The dual-fuel, four-burner hob is set above a separate oven and grill, and a fairly sizeable pan locker. The hob is right next to the door, however, and there is no windbreak, so you might need to be careful about draughts.
Two overhead lockers and a microwave (Daewoo, not the Russell Hobbs that many other brands have opted for this year) finish things off higher up.
An end-washroom is always a bit of a luxury, and Coachman is the only manufacturer providing this layout with the toilet in the far corner. This gives you a huge amount of space for dressing.
Immediately to your left as you walk in through the elegant panelled door is a wardrobe with a hanging rail that is more than enough for three, and two large drawers underneath.

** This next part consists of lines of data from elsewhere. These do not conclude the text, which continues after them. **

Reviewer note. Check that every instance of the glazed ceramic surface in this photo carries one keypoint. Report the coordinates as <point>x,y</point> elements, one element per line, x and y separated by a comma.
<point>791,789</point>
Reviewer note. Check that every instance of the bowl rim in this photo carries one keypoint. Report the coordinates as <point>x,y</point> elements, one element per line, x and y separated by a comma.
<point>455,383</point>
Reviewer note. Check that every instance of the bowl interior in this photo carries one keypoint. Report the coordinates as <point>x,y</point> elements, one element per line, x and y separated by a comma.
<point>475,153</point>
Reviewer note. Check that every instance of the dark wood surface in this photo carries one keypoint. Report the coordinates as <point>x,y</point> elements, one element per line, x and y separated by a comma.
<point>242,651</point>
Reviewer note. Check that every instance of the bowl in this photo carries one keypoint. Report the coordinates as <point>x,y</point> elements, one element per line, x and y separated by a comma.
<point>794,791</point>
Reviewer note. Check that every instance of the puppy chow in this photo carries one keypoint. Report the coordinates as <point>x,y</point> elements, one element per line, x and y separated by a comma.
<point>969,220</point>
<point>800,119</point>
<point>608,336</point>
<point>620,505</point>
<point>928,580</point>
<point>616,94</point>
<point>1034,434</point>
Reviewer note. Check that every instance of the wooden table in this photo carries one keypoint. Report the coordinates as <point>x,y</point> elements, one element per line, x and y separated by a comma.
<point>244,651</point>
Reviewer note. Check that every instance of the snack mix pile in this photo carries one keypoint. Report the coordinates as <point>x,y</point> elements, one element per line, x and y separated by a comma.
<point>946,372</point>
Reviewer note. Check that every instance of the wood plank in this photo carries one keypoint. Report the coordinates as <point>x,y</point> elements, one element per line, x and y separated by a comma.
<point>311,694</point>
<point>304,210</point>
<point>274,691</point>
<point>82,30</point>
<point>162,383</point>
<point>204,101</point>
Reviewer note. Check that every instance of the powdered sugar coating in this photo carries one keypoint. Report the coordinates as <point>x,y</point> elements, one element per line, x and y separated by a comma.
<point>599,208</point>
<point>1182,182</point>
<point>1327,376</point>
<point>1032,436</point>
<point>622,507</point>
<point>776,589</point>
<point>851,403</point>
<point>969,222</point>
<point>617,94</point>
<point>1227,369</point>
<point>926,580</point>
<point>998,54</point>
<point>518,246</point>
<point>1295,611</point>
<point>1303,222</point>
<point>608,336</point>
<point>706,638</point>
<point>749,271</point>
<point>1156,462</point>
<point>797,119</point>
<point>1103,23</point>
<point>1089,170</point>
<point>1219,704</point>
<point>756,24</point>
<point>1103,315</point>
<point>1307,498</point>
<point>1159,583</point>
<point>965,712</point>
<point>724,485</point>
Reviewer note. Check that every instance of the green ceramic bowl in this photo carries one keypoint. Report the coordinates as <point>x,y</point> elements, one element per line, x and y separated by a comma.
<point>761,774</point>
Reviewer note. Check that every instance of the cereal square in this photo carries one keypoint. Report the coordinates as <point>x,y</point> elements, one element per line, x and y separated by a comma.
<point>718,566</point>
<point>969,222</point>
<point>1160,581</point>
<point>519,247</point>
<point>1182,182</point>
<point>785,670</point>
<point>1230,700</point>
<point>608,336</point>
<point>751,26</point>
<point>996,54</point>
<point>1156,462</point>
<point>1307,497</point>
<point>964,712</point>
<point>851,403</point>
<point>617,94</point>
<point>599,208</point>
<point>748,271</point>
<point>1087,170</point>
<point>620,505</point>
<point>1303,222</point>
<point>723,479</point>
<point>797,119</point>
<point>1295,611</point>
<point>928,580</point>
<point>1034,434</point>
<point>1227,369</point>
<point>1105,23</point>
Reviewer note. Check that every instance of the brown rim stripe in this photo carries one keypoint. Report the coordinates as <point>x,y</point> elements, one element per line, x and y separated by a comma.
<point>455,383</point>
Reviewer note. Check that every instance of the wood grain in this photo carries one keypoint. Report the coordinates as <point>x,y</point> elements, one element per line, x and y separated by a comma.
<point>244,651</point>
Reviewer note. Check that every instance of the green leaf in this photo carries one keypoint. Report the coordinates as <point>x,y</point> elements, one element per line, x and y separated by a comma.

This area is given more light through an opaque window and, thanks to the Alde heating, you get a radiator for towels in the corner, too. There is a shelved cupboard above the radiator, and another below the salad bowl handbasin in the centre.
The large shower cubicle on the nearside is accessed through a single panel door, so you’ll need to make sure this is securely fastened when you’re travelling, or it could bang about.
The washroom has two racks for shampoos and so on, and an LED light, but no roof vent.
In the debate between platform beds and slats, Coachman comes down heavily in favour of of the latter, which is what we have in the front lounge here. The double bed created with them is large and – thanks to the springs in the base cushions – very comfortable. Or you can have two singles, if you are both under 6 feet 1 inch.
The side dinette bed is made with the table. Do bear in mind that whoever sleeps here will have no spotlights for reading, and no access to a light switch. Nor is there any partition curtain. This really is an occasional bed.
Coachman describes its overhead lockers as “cranked style” – they slant out and in again. This clever design means that the doors stay open more or less by their own weight, with no need for catches.
At the front, there are two corner lockers and four overhead lockers, with three more above the side-dinette.
The underseat storage is a bit more of an effort – you access all but one of these areas by lifting up the slats. Those slats stay up, but you’ll probably only use this space for larger items. At least the nearside locker is clear.